Cependant, les espoirs de voir nos exportations exploser suite à une éventuelle interdiction sont presque nulles. Exportations qui ont par ailleurs repris du poil de la bête l’année dernière. Si 2008 a été marquée par des exportations en baisse, sur la période comprise en janvier et septembre 2009, elles sont reparties à la hausse avec un bon de 73% en valeur et de 60% en volume.
PL
Patrice Lafforgue







Les dernières contributions
Commentaires anonymes
31/01/2010 à 12h11
Malheureusement il y a une erreur dans le titre! Ce n'est pas "le thon passe entre les mailles'' c 'est le contraire qui se passe dans nos eaux avec les bateaux japonais et coréens qui pêchent chez nous! Pourquoi en si peu de thons nos réseves de thonidés ont régressées si fortement? Ces bateaux asiatiques pêchent avec des filets, ce quils débarquent ici ce n'est que de la gnognotte, le gros a été embarqué sur des navires qui filent droit au Japon ou en Corée; si le poisson n'est pas de qualité ils débarquent à PagoPago aux Samoa américaines oû il y a une usine de mise en boite des thonidés et qu'ont trouve dans nos magasins. Je dis bien il ne faut pas se leurrer. il faut plutôt interdire dans le Pacifique Sud la pêche des thonidés aux filets, pourquoi l'Europe interdit la pêche au thon rouge? parcequ'ils pêchent ces poissons en Méditerranée aux filets et maintenant on ne trouve plus cette qualité de poisson!
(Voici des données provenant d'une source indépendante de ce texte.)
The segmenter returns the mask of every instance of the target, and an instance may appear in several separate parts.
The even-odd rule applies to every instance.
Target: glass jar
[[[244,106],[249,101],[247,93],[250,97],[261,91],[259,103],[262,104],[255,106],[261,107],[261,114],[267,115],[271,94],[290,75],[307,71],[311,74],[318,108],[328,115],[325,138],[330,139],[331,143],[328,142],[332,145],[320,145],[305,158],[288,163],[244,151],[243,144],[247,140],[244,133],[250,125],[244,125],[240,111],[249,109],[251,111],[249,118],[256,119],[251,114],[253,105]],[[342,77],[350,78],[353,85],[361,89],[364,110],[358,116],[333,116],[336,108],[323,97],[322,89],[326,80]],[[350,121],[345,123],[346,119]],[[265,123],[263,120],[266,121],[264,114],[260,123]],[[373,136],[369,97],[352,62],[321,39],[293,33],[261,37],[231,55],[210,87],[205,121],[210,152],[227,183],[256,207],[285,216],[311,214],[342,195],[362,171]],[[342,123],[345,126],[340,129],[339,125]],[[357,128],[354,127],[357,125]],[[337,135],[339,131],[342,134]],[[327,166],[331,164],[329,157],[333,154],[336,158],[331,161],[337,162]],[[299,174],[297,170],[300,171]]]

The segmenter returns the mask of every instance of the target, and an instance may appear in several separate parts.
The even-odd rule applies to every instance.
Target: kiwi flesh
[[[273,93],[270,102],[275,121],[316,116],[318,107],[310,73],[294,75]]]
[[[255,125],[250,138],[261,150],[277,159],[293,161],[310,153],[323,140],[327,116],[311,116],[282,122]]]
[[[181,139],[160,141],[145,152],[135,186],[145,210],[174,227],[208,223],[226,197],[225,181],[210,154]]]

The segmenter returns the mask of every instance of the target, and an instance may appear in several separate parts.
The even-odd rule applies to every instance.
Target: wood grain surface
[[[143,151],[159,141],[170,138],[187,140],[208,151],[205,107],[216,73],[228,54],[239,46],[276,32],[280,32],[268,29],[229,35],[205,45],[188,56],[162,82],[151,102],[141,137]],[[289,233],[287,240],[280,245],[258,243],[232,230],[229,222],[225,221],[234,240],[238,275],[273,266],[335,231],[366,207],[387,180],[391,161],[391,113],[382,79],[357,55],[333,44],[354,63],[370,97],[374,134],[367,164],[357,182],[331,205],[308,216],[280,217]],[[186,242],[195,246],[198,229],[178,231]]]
Il y a des pays qui ont chez eux des associations qui se battent contre ces fameux bateaux pour les empêcher de pêcher aux filets ou de les interdire de pêcher les baleines. Ce n'est pas amnesty international, c'est une association soit Néo zélandaise ou Australienne ils sont plus afficaces que Amnesty International, leurs bateaux se frottent aux navires jap ou coréen. Ma fille qui est à Paris à rencontré une fille qui est dans cette association je lui ai demandé de voir avec cette copine leur coordonnées et lorsqu'elle viendra en vacances ici elle me donnera les coordonnées de cette association et j'essaierai de les contacter et si possible de monter une association ici. Il ne faut pas oublier que nous sommes tributaires de notre Ocean. Ne nous laissons pas faire et comme bientôt nous allons revoter pour les territoriales c'est le bon moment de flanquer tous ces politichiens qui se remplissent plutôt les poches que de nous défendre et votons pour ceux qui auront un programme et qui seront surs qu'ils feront baisser les salaires et défendrons nos exigences et notre douceur de vivre.
Bon Dimanche à tout le monde.
Commentaires anonymes
31/01/2010 à 10h52
Un label c'est important pour se faire connaître. Le monde entier connaît Cadix!!